Le mot droit a plusieurs sens.

Tantôt il signifie la justice absolue, ou les actions que la justice absolue permet de faire;

Tantôt il signifie l'ensemble des lois établies chez une nation ou sur une matière le droit romain, le droit français, le droit criminel, le droit commercial;

Ou les facultés conférées par ces lois, et les actions qu'elles permettent de faire, comme le droit de voter dans les assemblées électorales, le droit de contraindre un débiteur au payement.

Il signifie encore la science des lois, l'art de les appliquer; enfin, il est employé comme synonyme d'impôt. On dit: les droits de timbre, d'enregistrement.

Considéré comme un ensemble de lois, le droit se divise en droit naturel, résultant de la constitution de notre être et de l'ordre établi dans la création par Dieu même ; et en droit positif, comprenant les lois formellement exprimées par un législateur humain, lesquelles ne sont ou ne doivent être que l'application du droit naturel aux besoins de la société. On appelle encore le droit naturel droit absolu, parce qu'il est le même dans tous les temps et chez tous les peuples; et le droit positif droit relatif, parce qu'il varie suivant les temps et suivant les lieux.

Le droit positif se subdivise :

En droit écrit, quand il a un auteur certain;

En droit non écrit ou coutumier, quand il résulte d'usages dont l'origine se perd dans la nuit des temps.

Suivant son objet, on divise le droit,

En droit public et droit privé.

Le droit public est celui qui règle les rapports de l'État soit avec les autres États, soit avec les individus.

Dans le premier cas, il reçoit les noms de droit public externe, droit public international, droit des gens (jus gentium).

Dans le second cas, on l'appelle droit public interne.

Le droit public interne comprend le droit politique, qui a rapport au gouvernement de la société, et le droit administratif, qui est relatif à la gestion des intérêts collectifs.

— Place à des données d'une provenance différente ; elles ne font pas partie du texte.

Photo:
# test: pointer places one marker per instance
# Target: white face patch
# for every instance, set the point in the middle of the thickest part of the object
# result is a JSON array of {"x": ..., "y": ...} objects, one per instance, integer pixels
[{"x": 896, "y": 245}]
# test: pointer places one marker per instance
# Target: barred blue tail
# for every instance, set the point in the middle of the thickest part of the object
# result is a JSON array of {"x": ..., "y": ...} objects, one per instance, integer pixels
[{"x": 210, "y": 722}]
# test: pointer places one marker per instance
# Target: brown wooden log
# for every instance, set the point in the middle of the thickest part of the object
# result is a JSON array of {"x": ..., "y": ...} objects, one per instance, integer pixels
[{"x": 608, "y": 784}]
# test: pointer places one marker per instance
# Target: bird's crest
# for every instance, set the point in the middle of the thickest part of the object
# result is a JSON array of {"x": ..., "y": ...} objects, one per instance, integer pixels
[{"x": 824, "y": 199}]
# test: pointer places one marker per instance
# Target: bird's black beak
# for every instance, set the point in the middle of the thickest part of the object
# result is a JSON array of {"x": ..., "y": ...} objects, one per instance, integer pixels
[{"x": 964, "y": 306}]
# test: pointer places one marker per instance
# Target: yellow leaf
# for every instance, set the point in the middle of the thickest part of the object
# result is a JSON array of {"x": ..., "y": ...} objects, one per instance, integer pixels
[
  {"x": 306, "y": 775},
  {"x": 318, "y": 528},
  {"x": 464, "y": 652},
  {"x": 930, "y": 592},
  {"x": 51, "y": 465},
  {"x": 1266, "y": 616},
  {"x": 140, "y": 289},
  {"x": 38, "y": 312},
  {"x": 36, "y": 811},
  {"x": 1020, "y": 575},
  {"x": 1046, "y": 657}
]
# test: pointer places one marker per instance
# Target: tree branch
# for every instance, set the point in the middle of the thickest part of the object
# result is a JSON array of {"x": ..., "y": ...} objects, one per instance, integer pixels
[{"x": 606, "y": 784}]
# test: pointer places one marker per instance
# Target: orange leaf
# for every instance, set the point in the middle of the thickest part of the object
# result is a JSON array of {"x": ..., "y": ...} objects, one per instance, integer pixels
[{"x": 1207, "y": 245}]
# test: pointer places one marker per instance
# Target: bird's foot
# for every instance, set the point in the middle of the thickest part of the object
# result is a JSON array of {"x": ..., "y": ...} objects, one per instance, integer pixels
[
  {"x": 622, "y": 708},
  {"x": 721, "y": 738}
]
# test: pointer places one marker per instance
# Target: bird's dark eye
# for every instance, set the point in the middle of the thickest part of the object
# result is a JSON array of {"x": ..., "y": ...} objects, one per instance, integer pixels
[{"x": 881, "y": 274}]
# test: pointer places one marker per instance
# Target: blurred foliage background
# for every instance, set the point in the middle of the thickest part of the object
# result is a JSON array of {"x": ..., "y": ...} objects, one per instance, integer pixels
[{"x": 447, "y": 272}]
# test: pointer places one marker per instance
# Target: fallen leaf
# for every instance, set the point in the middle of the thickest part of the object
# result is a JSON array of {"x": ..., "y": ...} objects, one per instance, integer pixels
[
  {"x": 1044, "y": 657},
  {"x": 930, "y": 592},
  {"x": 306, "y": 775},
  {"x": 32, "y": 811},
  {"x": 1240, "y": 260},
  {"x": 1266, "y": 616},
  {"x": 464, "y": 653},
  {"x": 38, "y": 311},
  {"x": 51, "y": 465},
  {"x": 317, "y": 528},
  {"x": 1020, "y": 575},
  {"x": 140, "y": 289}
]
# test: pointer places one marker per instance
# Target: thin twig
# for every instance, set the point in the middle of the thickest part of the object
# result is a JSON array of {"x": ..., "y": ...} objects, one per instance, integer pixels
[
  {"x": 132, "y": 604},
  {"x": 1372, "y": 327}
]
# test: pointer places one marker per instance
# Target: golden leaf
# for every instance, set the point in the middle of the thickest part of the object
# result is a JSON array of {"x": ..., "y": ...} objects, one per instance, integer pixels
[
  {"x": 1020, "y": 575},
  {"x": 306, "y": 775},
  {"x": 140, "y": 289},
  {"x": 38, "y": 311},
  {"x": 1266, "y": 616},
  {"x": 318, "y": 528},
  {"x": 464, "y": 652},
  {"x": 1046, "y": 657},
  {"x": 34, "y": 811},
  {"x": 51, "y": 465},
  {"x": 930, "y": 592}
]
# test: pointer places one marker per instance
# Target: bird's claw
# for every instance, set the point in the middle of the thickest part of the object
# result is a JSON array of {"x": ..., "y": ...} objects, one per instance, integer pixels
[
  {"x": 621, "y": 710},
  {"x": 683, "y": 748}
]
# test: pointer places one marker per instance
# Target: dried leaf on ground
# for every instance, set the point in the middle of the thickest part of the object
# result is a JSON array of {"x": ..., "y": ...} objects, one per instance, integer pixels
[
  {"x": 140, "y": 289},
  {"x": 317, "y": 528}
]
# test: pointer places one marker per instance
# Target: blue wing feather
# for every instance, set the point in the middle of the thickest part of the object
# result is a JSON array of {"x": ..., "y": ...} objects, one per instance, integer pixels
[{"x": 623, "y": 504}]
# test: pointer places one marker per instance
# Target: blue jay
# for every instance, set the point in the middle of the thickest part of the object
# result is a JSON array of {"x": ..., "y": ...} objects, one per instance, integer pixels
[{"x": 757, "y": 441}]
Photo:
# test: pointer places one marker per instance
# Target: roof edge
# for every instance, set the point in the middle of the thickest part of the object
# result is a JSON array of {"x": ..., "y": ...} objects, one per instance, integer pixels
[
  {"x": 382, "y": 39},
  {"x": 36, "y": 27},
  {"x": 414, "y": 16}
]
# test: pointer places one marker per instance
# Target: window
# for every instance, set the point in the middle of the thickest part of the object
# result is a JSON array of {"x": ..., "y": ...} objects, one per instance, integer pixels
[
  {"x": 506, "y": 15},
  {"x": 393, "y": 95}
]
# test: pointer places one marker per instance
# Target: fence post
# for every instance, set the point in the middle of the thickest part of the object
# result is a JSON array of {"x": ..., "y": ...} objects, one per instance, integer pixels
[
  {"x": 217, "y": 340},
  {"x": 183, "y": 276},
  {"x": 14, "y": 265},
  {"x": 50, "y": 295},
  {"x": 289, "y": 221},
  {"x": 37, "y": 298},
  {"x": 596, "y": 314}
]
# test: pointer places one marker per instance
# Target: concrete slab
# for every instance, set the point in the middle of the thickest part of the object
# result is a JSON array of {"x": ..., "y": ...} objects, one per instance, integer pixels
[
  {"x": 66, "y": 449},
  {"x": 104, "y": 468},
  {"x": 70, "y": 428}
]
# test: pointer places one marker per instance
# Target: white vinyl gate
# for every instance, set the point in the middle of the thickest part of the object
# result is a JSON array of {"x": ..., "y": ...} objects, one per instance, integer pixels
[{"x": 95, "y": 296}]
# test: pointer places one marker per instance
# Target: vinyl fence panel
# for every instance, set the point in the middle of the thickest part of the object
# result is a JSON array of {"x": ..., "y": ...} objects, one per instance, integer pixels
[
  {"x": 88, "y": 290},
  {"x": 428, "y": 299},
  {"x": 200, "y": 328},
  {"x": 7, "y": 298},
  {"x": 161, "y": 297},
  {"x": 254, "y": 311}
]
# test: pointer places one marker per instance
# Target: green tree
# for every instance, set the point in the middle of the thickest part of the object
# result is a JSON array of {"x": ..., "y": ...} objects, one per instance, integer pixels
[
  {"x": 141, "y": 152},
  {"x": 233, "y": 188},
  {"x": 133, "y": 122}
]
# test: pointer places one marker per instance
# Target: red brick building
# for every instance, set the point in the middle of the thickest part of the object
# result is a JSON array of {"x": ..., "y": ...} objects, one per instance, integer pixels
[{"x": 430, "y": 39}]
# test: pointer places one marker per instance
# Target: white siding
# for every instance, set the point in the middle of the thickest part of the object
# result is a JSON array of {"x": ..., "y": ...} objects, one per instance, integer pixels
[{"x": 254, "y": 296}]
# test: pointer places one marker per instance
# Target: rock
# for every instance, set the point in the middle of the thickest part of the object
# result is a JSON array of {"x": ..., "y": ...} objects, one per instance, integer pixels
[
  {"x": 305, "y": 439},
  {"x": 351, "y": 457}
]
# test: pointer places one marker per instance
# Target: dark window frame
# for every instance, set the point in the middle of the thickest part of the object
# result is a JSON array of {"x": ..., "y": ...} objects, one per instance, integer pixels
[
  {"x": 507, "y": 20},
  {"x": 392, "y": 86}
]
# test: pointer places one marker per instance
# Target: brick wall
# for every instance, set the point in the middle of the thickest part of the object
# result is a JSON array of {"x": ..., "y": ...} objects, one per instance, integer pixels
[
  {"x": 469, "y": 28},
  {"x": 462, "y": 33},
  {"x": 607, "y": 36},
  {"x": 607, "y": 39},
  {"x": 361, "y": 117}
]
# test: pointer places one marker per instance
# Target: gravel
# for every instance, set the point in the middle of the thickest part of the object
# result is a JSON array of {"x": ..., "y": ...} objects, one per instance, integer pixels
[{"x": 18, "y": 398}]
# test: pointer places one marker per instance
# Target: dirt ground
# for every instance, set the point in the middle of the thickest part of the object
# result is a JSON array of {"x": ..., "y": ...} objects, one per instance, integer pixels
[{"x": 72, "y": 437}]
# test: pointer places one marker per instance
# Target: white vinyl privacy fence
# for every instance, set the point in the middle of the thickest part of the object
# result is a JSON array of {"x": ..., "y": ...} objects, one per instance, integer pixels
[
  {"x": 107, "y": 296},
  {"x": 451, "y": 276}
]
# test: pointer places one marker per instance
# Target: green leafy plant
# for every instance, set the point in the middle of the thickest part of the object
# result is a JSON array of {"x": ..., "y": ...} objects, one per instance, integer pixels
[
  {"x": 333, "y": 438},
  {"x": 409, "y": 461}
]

Le droit privé règle les rapports des citoyens entre eux.

Il se subdivise en droit civil et droit commercial.

Nous nous occupons dans cet ouvrage du droit public interne, ce qui embrasse le droit politique et le droit administratif.

Nota. La réimpression de ces deux volumes était déjà fort avancée quand les Chambres ont été saisies de projets de lois relatifs à quelques-unes des matières qui y sont traitées. Cet incident m'a déterminé à suspendre la publication du se volume jusqu'après la session, afin de pouvoir y ajouter un supplément qui fera connaître les modifications que cette session aura produites. Un erratum général sera également inséré à la fin de ce troisième volume.